John McCallum says government still has to convince Canadians to embrace refugees
The man tasked with bringing thousands of Syrian refugees to Canada says that while Canadians were quick to embrace Syrian refugees, his government still "has to work very hard" to convince Canadians to embrace these new arrivals amid the rising anti-globalization sentiment that played a key factor in both the Brexit vote and the U.S. election.
"What makes me very proud as a Canadian is that our people were so welcoming to refugees when other countries are much less so. But at the same time, Canadians are not 100 per cent different from Americans, from British. We have to understand these concerns," Immigration, Refugee and Citizenship Minister John McCallum told CBC Radio's The House.
Dec. 10, 2016 marks the one-year anniversary of the first planeload of Syrian refugees landing in Canada.
The scene of Syrians of all ages arriving in Canada garnered international attention when Prime Minister Justin Trudeau personally went to the airport to welcome them himself.
But not everyone is ready to embrace refugee families at the airport; a quick peruse of the online comment section of any refugee-related story will illustrate that.
"That is why, for example, I was always absolutely determined not to treat refugees better than Canadians, not to put them in the front of a queue for social housing. We have to convince Canadians, I think we can, that it's for the good of the Canadian economy," McCallum told host Chris Hall.
"Given the global context we have to work very hard to ensure that that is true and to ensure that message gets out clearly."
McCallum says the message that immigrants can create jobs, not take them away from Canadians, is getting through — "not to everybody but to many people."
Refugees 'doing very well' on the whole
A year after the first wave of refugees arrived, McCallum notes that nothing involving that many people is perfect, but, "we got them over here and that was mission accomplished."

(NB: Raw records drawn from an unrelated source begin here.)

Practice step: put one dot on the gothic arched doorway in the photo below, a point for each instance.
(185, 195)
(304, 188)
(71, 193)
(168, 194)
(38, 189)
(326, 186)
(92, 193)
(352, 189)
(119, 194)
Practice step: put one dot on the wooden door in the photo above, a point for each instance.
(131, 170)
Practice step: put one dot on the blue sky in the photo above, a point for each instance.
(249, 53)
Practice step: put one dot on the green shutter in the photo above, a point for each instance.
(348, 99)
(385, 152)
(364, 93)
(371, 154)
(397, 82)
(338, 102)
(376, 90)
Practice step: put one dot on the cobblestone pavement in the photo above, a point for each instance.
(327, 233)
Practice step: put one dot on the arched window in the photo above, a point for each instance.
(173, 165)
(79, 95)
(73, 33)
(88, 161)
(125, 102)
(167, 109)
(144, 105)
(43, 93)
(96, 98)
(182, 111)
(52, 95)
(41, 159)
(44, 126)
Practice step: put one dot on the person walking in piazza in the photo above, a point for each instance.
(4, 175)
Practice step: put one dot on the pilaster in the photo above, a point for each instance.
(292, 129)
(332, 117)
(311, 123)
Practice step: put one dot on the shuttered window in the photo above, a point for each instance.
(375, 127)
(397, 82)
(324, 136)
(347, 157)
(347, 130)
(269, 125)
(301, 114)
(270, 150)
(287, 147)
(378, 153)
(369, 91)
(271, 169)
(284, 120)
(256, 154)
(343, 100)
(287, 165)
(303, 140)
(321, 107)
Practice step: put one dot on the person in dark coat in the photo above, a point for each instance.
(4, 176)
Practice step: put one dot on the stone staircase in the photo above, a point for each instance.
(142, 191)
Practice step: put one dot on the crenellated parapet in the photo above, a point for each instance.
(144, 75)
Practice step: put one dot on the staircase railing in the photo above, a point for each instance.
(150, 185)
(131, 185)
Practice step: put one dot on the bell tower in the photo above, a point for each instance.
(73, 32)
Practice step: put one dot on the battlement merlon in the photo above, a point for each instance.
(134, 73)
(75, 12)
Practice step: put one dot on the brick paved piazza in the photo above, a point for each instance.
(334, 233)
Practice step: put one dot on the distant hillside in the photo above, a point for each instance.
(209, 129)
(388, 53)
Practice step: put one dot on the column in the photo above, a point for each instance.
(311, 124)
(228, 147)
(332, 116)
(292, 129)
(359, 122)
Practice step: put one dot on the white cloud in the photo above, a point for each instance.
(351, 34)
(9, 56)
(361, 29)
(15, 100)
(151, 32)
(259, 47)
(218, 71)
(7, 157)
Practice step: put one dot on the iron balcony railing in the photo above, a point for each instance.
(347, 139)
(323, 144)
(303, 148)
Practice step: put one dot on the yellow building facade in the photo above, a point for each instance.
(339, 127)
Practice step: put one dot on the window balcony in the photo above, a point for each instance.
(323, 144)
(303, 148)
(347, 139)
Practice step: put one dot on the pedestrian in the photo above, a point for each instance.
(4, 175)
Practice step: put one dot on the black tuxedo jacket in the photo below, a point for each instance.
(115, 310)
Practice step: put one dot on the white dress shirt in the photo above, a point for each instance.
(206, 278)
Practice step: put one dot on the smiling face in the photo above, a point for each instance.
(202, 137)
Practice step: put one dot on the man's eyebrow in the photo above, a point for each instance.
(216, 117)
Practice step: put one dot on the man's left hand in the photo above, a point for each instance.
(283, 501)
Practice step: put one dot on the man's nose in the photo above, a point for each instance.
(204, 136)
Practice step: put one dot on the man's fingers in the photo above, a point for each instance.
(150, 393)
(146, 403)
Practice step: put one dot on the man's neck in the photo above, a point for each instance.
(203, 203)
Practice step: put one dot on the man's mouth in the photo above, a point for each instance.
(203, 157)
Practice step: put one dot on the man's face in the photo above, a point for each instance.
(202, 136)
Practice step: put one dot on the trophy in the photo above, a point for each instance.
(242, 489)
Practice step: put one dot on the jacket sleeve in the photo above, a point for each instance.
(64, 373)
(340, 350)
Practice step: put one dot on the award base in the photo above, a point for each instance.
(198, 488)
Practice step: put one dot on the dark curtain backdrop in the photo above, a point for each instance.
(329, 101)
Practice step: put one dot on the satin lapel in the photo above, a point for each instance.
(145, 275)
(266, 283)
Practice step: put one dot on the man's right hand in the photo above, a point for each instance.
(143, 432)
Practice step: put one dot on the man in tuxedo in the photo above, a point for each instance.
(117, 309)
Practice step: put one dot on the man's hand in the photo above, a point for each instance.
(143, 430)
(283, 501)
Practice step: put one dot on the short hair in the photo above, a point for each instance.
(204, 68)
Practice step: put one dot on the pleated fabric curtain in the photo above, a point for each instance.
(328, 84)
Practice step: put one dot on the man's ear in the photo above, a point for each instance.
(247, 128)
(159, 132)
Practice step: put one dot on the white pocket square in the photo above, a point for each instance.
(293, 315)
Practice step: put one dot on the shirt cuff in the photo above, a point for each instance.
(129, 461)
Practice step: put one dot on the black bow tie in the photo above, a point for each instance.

To deal with a backlog of refugees seeking to come to Canada, the government is increasing the number of privately–sponsored refugees for 2017, yet McCallum downplayed the notion that refugees brought over by families and groups adjust better because they have more support.
"They do better in the short run, they get jobs faster. I think in the long run the government ones too well too, and especially the children," he said. "We want a mix...our whole purpose was to help the most vulnerable."
He said so far that 90 per cent of government-assisted refugees are enrolled in language classes and some are finding jobs.
Improving the public interface
Late last week Prime Minister Justin Trudeau said the federal government must "make significant improvements" to a system that can be trying to navigate for both bureaucrats and immigrants.
McCallum pointed to the customer service wing of his department, such as his department's website, as an area of concern.
"We don't want people to need a PhD in English to understand all this stuff. So we want it shorter, simpler, more interactive. So if someone makes a mistake the computer corrects it before it gets put into some black hole," he said.
He also said the government could do a better job providing refugees with mental health services.
"But I think that's a problem for all Canadians. As Jane Philpott, our health minister, would be the first to say, we need to do better overall on mental health services," he said.
The new year won't see as many refugees land on Canadian soil as 2016, but McCallum says there will be a renewed interest in bringing in African migrants.
"Some people feel like Africa has been shortchanged in terms of how long it takes to do things, in terms of receiving refugees so we have to work harder on Africa."
The government will also be looking to make it easier for high-skilled immigrants and international students to reach Canadian shores in 2017.
"We have to persuade them that Canadian cold winters are better than Australian warm winters."